Joel Tillinghast, a once-legendary portfolio fund manager and former colleague at Fidelity, sometimes describes retail apparel investing as “momentum-based”. After all, when it works, you look like a genius: people throw $20 bills at you in exchange for flimsy cotton shifts that cost $3.50 to manufacture and $5 to market. Every appareler is convinced they have the Midas touch, and when it stops working, the public reacts to the your brand as if they’d awakened in some haze: “Why did we buy this stuff to begin with?” consumers wonder. “Why did we give this thing such a high multiple?” investors wonder. Somehow, we never learn the lesson with apparel, and so the cycle continues.
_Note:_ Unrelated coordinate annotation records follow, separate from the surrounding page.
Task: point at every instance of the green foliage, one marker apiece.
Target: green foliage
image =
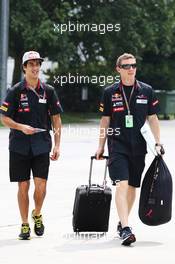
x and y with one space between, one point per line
147 29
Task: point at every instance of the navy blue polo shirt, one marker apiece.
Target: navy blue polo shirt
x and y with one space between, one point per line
25 107
143 103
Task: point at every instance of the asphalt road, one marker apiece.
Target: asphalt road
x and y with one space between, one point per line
59 244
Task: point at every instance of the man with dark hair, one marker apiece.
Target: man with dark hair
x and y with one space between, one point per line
29 109
125 107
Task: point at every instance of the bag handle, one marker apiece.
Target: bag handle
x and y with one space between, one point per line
90 171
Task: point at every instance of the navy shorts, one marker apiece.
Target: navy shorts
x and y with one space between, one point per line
22 165
124 167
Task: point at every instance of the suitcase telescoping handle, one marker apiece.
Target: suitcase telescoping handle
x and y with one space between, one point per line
90 171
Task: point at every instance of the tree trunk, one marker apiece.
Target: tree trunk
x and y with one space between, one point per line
17 70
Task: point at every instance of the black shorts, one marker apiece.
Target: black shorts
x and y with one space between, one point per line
21 166
124 167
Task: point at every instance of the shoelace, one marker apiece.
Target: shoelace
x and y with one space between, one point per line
25 229
38 221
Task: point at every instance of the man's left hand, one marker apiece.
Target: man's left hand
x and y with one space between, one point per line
55 153
159 149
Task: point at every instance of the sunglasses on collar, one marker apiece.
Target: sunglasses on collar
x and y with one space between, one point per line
128 66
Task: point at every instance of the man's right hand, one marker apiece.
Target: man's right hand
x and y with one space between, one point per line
99 153
27 130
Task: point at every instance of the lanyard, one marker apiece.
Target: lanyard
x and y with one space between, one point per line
126 101
38 95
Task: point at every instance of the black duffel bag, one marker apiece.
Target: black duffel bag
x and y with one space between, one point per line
155 205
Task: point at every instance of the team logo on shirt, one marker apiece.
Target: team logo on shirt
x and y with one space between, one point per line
141 101
23 97
116 97
142 96
101 107
155 102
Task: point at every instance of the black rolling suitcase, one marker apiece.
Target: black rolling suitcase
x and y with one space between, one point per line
92 205
155 205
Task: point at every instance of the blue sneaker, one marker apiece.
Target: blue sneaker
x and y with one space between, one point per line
127 236
119 229
25 232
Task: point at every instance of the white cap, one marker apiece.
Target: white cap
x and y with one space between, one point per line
31 55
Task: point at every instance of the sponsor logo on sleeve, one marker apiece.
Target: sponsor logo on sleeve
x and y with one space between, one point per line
155 102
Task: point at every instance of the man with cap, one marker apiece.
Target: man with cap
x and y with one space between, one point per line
30 109
125 107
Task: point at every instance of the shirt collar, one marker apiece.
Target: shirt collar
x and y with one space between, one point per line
24 85
136 85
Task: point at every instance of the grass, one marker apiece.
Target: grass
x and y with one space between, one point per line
68 118
78 117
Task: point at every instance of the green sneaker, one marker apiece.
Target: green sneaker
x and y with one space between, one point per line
25 232
38 226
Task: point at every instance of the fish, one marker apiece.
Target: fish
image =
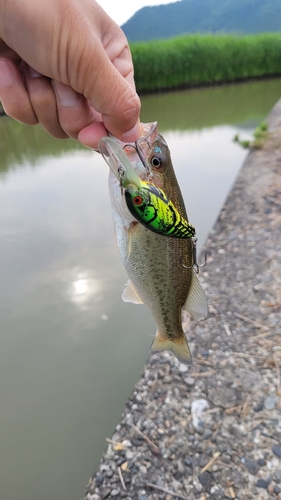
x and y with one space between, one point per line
152 208
161 269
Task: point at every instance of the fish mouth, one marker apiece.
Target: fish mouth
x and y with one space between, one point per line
128 160
118 162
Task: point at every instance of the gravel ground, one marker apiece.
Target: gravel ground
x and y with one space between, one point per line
214 431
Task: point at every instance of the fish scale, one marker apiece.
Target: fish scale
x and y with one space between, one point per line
160 268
There’s a subtle distinction I’d like to make, though. While “momentum” is a good first-order approximation, it doesn’t really describe what’s actually going on: a realization gradient. Consumers over time realize the social capital that’s being conveyed through apparel, and buy it because they come to an understanding. The realization gradient works both ways: some consumers are less quick to realize the death of a brand, but they eventually catch on and stop buying as well. The belief that apparel is a random walk down human preferences isn’t accurate: rather, the social-capital zeitgeist shifts over time, and brands that are well-positioned to trade on that social capital do well.
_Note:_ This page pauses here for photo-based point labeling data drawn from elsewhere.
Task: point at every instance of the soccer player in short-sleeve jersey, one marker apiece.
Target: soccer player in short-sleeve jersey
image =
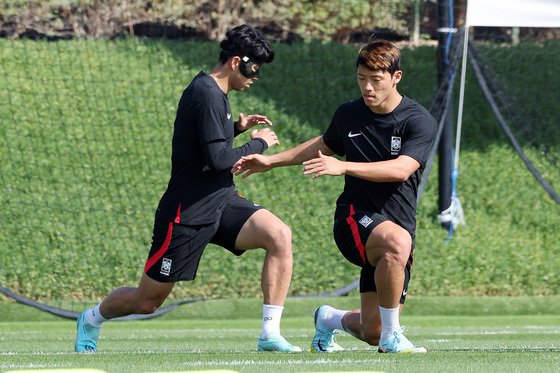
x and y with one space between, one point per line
383 139
201 205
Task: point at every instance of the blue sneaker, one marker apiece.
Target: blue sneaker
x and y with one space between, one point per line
324 340
397 343
276 342
86 339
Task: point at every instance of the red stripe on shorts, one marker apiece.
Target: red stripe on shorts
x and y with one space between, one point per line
157 256
354 227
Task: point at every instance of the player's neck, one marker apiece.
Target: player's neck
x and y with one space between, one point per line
388 105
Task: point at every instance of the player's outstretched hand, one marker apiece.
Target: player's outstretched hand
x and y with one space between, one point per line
267 135
323 165
250 164
249 121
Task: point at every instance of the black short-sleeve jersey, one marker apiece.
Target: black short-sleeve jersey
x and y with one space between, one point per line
364 136
202 154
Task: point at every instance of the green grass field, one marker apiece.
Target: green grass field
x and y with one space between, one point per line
462 334
85 141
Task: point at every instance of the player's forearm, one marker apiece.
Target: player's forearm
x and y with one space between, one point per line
298 154
380 172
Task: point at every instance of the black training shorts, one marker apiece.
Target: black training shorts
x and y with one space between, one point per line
351 232
177 247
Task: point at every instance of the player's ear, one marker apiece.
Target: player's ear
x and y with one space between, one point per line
397 76
234 62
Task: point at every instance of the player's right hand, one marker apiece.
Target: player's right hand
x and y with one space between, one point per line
267 135
250 164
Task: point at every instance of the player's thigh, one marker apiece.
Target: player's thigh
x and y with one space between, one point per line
388 237
262 230
150 289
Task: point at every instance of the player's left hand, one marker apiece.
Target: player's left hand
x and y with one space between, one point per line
324 165
249 121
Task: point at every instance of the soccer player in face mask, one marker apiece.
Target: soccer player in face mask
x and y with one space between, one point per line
201 205
385 138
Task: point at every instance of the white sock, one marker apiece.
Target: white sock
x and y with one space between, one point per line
332 318
271 320
389 321
94 318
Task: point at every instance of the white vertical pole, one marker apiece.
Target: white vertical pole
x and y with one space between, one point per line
461 97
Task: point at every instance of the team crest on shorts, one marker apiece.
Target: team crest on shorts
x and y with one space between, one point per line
365 221
165 267
395 145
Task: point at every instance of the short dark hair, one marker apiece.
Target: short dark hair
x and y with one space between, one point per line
380 55
246 41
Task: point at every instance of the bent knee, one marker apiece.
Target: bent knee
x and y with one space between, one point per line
280 237
398 249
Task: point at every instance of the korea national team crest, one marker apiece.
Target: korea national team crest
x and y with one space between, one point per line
165 267
395 145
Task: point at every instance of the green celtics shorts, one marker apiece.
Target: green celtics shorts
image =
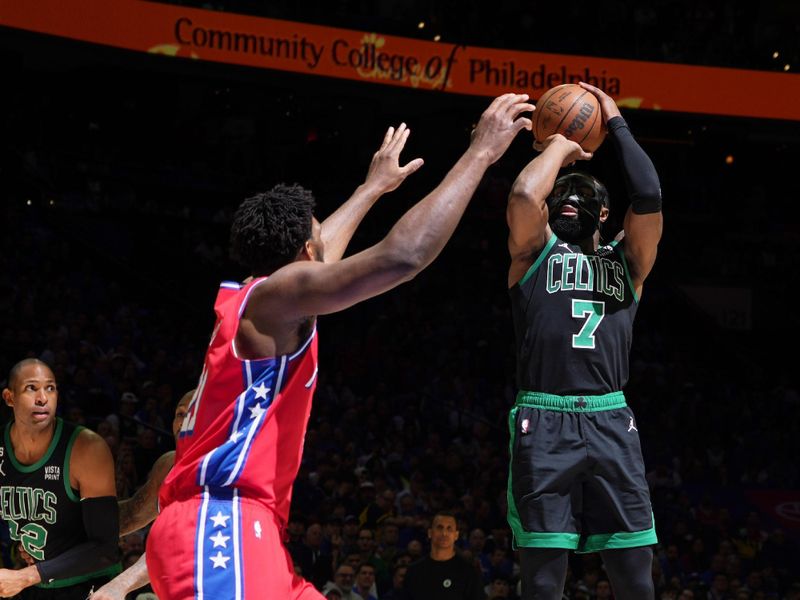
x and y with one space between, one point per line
576 478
Victoria’s Secret (owned by publicly traded Limited Brands) is entering the negative realization death spiral. The clothing is now perceived as uncomfortable, overpriced vs alternatives, and promoting unhealthy expectations. Les Wexner’s Epstein connection is certainly not helping. The optics are horrendous. What was once sexy is now complicit. Worse, there are far, far too many competent competitors. Let’s review.

Gap Body has been exceptionally successful at targeting lingerie “basics”, Journelle and Nordstrom round out the midtier, and Agent Provocateur and La Perla round out the high end.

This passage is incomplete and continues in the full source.